One of the Catholic sisters taking part in the Vatican’s Synod of Bishops for the Amazon has called for women religious attending the gathering to be granted the right to vote, saying their status as non-voting participants has been a “strong topic” of discussion.
Medical Mission Sr. Birgit Weiler, one of 20 sisters participating in the synod, noted that while a lay brother was appointed to attend as a voting member, the sisters were not.
“Pope Francis already made it possible, saying it’s not necessary to receive ordination to priesthood to be able to vote when you have participated fully in the whole process of sharing faith, of discerning together,” said Weiler, a Peruvian theologian.
“We hope very much that something can happen there,” she said during an Oct. 11 press briefing. “There is no real reason why not, because when the brethren can vote, women religious are equal.”
The issue of women’s voting has emerged as an issue in the past three Synods of Bishops, as Francis each time appointed one or two lay brothers as a voting member, but appointed the sisters attending as non-voting auditors or experts.
According to the Catholic Church’s theology, brothers and sisters have analogous roles. They are each non ordained, professed members of religious orders.

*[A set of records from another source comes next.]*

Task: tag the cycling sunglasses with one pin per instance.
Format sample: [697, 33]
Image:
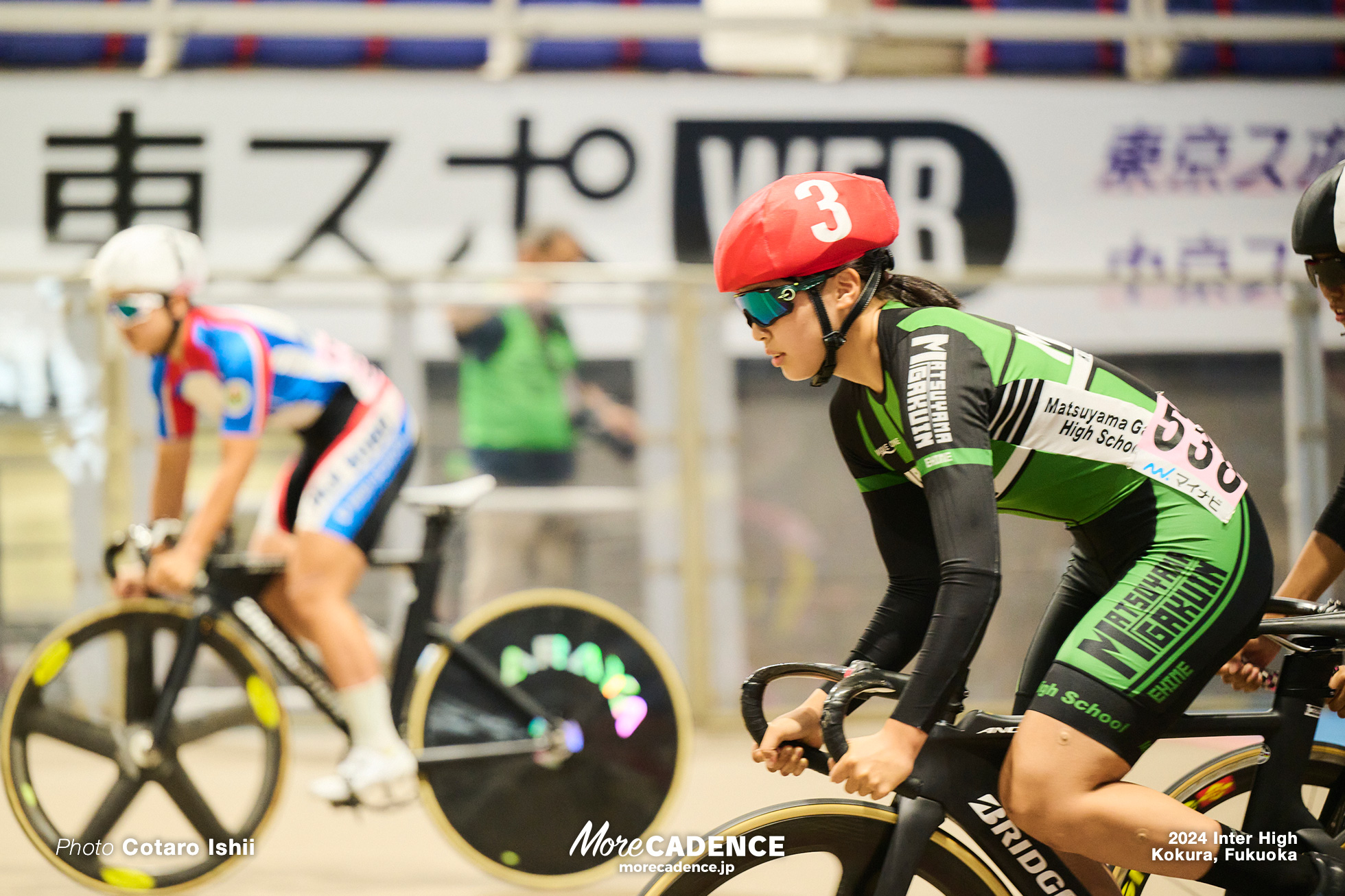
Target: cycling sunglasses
[134, 307]
[1326, 272]
[763, 307]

Several groups have organized petitions and hosted demonstrations in Rome to call attention to the issue.
Weiler, who is part of the Peruvian bishops’ commission for social action, said the topic had come up in past days in the small working group she was assigned to participate in during the synod. Those groups are known by the Italian term circoliminori (“small circles”). “In our circle, it has been a topic and a strong topic and has been cited by several bishops,” she said.